This work addresses the critical challenge of effectively integrating multiple imperfect large language model verifiers to enhance output validation quality in the absence of ground-truth labels. The authors propose FUSE, a novel method that achieves, for the first time, fully unsupervised and efficient multi-verifier integration, thereby eliminating the reliance on labeled data inherent in conventional semi-supervised approaches. Built upon a phylogenetic ensemble framework, FUSE explicitly models the conditional dependencies among verifiers and incorporates an unsupervised score fusion mechanism, substantially improving verification accuracy. Experimental results demonstrate that FUSE matches or even surpasses the performance of semi-supervised methods across several challenging benchmarks, including GPQA Diamond, Humanity's Last Exam, and the IMO Shortlist.
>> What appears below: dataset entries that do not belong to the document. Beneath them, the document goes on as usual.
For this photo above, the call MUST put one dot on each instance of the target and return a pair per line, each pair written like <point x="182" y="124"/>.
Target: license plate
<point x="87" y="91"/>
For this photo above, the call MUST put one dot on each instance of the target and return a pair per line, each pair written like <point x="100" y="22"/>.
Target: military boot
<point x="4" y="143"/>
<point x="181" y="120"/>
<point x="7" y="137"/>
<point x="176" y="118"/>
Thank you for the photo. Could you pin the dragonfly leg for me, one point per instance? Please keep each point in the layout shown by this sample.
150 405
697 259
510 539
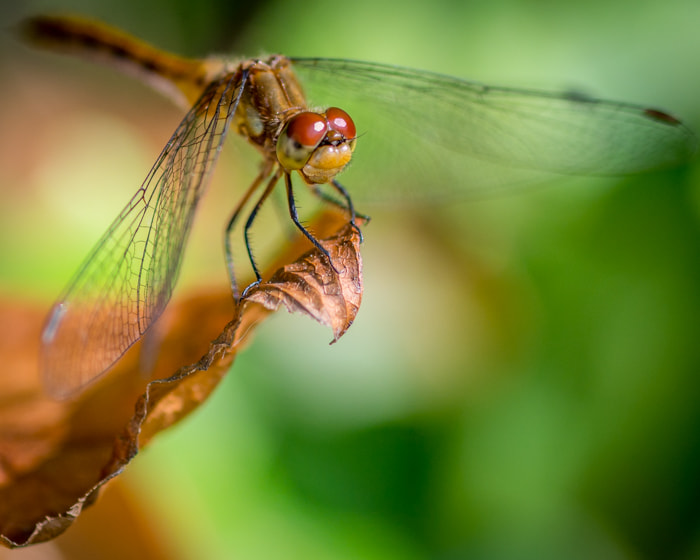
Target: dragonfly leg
265 171
347 205
249 223
351 207
300 227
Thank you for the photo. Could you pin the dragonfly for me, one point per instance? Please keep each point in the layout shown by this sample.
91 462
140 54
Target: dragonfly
423 136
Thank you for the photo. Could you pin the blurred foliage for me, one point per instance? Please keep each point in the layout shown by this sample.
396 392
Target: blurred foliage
521 381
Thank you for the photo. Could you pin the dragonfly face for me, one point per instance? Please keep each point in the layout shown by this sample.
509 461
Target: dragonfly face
273 116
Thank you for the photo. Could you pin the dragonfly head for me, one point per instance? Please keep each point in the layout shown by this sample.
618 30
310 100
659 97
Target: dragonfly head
318 145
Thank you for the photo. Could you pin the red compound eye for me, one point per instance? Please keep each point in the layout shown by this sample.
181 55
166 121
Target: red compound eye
340 121
308 129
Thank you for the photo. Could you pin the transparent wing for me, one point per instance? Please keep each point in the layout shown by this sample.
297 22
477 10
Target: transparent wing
428 135
126 281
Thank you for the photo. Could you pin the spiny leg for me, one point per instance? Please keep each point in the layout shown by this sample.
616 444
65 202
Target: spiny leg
246 230
300 227
346 195
264 172
348 205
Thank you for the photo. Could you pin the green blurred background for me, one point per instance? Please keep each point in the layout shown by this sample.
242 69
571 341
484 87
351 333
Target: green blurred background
522 380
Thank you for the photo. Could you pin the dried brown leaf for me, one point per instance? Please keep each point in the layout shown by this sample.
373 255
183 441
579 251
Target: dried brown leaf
55 456
329 294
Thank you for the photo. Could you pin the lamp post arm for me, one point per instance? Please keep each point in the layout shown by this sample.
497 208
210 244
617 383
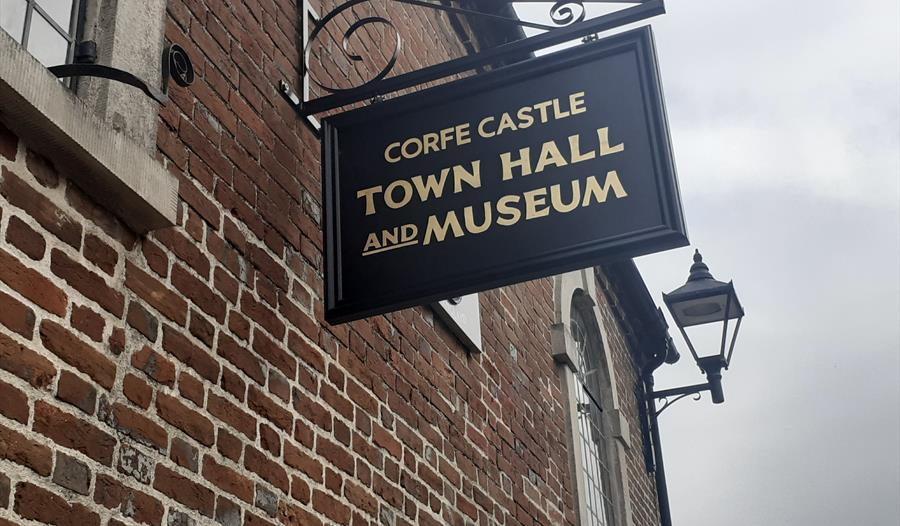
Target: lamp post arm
680 391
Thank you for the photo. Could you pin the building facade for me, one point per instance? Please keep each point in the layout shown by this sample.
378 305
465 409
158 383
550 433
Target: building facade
164 359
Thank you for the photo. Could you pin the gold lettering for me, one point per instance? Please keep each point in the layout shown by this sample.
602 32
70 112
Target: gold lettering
524 163
525 118
556 197
387 153
432 185
482 131
577 156
550 155
593 188
369 194
534 199
605 148
504 206
435 229
389 194
461 175
469 215
576 103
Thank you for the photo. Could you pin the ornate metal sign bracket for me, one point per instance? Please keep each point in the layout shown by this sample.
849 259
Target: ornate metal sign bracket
569 22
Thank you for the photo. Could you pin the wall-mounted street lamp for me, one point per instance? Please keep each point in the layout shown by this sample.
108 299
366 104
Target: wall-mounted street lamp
703 300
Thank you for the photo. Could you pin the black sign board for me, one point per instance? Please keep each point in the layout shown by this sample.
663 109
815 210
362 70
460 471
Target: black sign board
546 166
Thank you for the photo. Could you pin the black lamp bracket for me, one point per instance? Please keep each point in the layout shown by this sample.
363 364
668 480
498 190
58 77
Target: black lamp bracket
176 65
568 21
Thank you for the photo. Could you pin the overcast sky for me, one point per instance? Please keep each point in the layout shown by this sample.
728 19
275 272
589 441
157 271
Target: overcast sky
785 118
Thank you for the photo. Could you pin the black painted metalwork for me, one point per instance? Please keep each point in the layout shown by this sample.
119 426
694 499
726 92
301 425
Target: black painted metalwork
176 65
569 22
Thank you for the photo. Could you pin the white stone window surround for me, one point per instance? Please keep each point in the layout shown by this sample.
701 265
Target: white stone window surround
104 133
581 284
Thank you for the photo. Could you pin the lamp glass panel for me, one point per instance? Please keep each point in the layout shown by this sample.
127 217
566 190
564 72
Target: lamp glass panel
12 17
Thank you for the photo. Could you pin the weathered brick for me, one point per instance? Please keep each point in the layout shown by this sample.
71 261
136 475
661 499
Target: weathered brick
17 316
73 433
272 472
191 422
154 365
87 321
189 354
36 503
25 238
184 454
185 491
44 211
241 358
22 450
137 391
90 284
73 390
137 505
137 426
78 354
32 284
227 479
231 415
100 253
13 403
142 320
72 474
9 143
156 294
198 292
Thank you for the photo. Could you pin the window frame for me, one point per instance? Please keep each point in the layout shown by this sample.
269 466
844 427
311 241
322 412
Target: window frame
71 35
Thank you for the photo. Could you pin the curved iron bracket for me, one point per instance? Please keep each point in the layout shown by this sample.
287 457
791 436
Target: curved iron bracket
666 402
176 65
568 22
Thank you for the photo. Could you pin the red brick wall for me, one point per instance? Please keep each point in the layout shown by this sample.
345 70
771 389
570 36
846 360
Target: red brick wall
188 376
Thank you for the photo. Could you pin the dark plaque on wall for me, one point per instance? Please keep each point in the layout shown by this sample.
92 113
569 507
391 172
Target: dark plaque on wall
546 166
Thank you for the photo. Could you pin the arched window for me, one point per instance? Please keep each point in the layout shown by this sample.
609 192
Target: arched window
597 508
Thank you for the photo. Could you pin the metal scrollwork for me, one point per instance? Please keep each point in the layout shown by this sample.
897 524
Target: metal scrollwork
666 402
346 47
565 13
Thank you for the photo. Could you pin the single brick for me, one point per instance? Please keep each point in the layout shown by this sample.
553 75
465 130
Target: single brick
142 320
88 322
72 474
25 238
156 294
85 281
78 354
36 503
73 433
185 491
32 284
17 316
101 254
154 365
73 390
191 422
59 223
137 505
227 479
17 448
189 354
137 391
184 454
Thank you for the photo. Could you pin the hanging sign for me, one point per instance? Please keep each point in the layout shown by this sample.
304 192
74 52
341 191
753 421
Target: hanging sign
543 167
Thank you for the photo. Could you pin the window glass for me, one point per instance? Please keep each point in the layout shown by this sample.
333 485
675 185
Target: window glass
595 475
60 11
12 17
45 42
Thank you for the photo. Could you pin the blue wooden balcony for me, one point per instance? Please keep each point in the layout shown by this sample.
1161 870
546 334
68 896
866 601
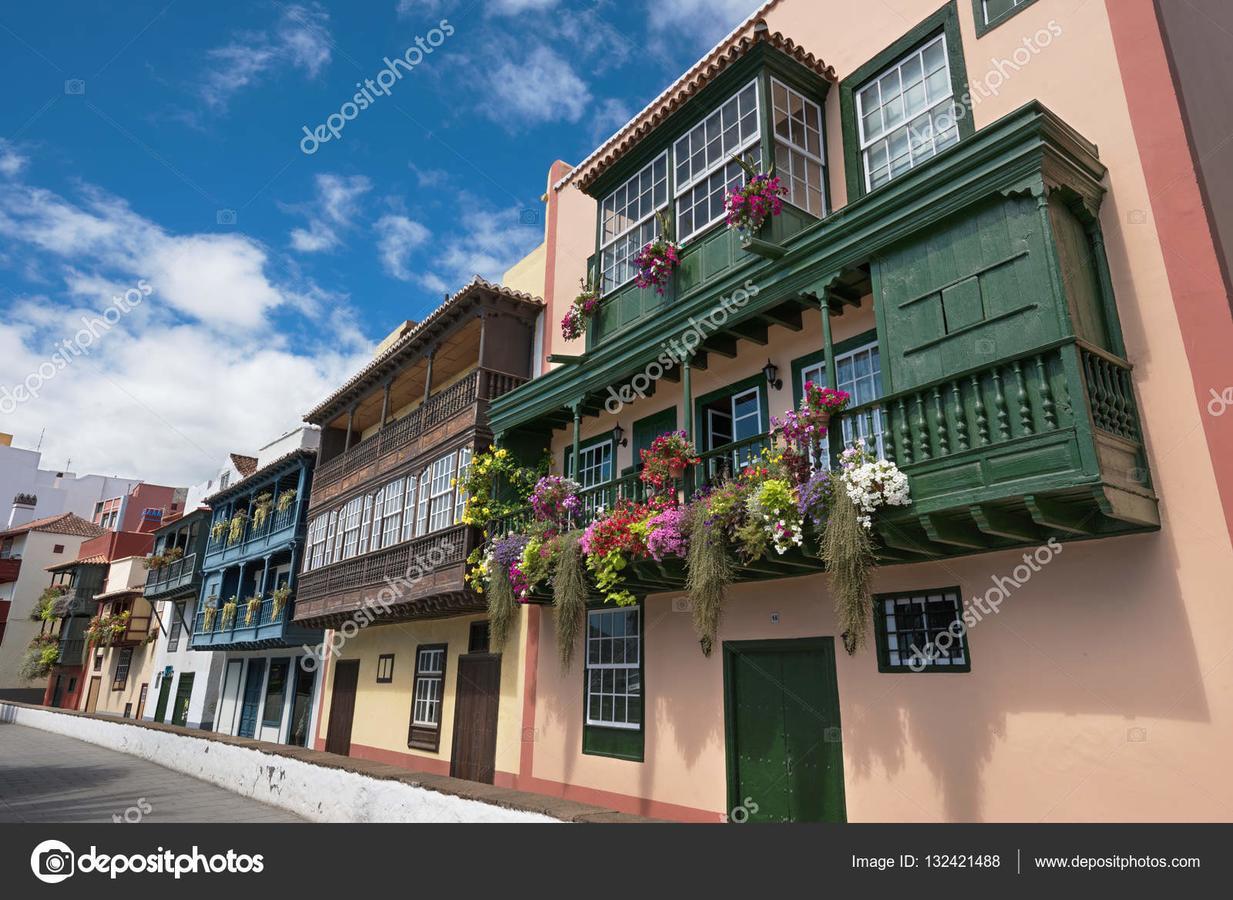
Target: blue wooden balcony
262 629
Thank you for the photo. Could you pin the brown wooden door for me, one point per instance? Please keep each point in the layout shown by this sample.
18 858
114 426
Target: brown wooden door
474 755
342 707
91 698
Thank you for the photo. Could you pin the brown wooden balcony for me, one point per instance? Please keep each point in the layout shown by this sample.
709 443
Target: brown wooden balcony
422 578
449 412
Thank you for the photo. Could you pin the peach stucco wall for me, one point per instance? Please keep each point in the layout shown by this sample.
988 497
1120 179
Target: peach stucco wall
1104 688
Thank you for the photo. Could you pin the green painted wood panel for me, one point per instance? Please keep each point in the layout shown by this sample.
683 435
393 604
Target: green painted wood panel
1080 280
786 758
973 289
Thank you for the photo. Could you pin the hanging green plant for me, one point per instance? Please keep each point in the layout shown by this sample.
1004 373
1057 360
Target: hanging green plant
262 508
847 552
569 594
280 601
709 572
236 528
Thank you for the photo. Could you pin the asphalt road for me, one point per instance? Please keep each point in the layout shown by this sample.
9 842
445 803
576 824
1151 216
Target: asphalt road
51 778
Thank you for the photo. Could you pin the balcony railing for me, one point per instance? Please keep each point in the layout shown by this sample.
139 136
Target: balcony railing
265 628
479 386
172 576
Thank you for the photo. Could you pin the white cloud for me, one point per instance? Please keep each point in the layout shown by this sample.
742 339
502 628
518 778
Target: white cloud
540 88
397 237
221 354
333 211
11 163
217 279
301 38
488 242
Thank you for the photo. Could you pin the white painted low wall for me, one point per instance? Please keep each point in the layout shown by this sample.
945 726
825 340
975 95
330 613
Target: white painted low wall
317 793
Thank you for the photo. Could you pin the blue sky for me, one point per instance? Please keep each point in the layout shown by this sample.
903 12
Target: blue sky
154 148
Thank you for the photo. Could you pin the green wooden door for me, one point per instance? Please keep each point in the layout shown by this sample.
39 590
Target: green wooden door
164 692
784 753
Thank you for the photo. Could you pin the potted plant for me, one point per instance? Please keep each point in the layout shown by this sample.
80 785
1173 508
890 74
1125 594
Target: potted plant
656 261
665 461
575 323
281 596
262 508
758 199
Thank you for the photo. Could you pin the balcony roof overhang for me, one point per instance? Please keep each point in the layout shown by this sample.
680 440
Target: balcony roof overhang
1028 151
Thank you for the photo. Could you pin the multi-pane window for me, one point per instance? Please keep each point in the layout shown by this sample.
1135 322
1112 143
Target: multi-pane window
614 681
921 630
123 662
906 114
459 493
429 678
350 527
628 221
704 164
860 374
798 155
408 511
392 512
442 495
422 512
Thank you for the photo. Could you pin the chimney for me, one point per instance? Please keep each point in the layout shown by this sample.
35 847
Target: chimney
22 509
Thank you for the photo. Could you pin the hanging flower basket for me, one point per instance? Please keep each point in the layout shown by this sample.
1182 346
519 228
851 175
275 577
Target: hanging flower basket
573 326
657 260
751 205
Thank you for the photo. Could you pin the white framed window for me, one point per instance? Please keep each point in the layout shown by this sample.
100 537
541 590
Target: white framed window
422 512
366 529
392 512
703 159
349 528
440 512
906 114
408 511
628 221
614 676
459 493
333 538
798 154
429 679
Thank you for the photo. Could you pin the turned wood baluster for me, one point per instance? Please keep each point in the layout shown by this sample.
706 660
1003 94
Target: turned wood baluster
979 406
1047 406
943 434
1025 411
922 425
905 433
961 419
1000 407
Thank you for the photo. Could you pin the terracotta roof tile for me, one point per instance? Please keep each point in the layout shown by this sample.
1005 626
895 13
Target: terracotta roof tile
746 36
244 465
64 523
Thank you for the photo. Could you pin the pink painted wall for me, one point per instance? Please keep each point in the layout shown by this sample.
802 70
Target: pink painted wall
1104 689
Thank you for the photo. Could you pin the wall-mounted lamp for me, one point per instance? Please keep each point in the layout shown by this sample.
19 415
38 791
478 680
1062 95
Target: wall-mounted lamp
772 371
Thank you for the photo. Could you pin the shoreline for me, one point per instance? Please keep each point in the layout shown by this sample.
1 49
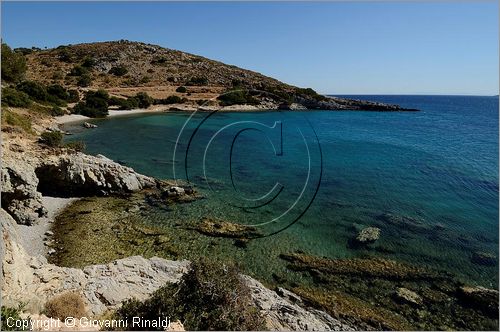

Verification of model outputs is rapidly emerging as a key primitive for both training and real-world deployment of large language models (LLMs). In practice, this often involves using imperfect LLM judges and reward models since ground truth acquisition can be time-consuming and expensive. We introduce Fully Unsupervised Score Ensembling (FUSE), a method for improving verification quality by ensembling verifiers without access to ground truth correctness labels. The key idea behind FUSE is to control conditional dependencies between verifiers in a manner that improves the unsupervised performance of a class of spectral algorithms from the ensembling literature. Despite requiring zero ground truth labels, FUSE typically matches or improves upon semi-supervised alternatives in test-time scaling experiments with diverse sets of generator models, verifiers, and benchmarks. In particular, we validate our method on both conventional academic benchmarks such as GPQA Diamond and on frontier, unsaturated benchmarks such as Humanity's Last Exam and IMO Shortlist questions.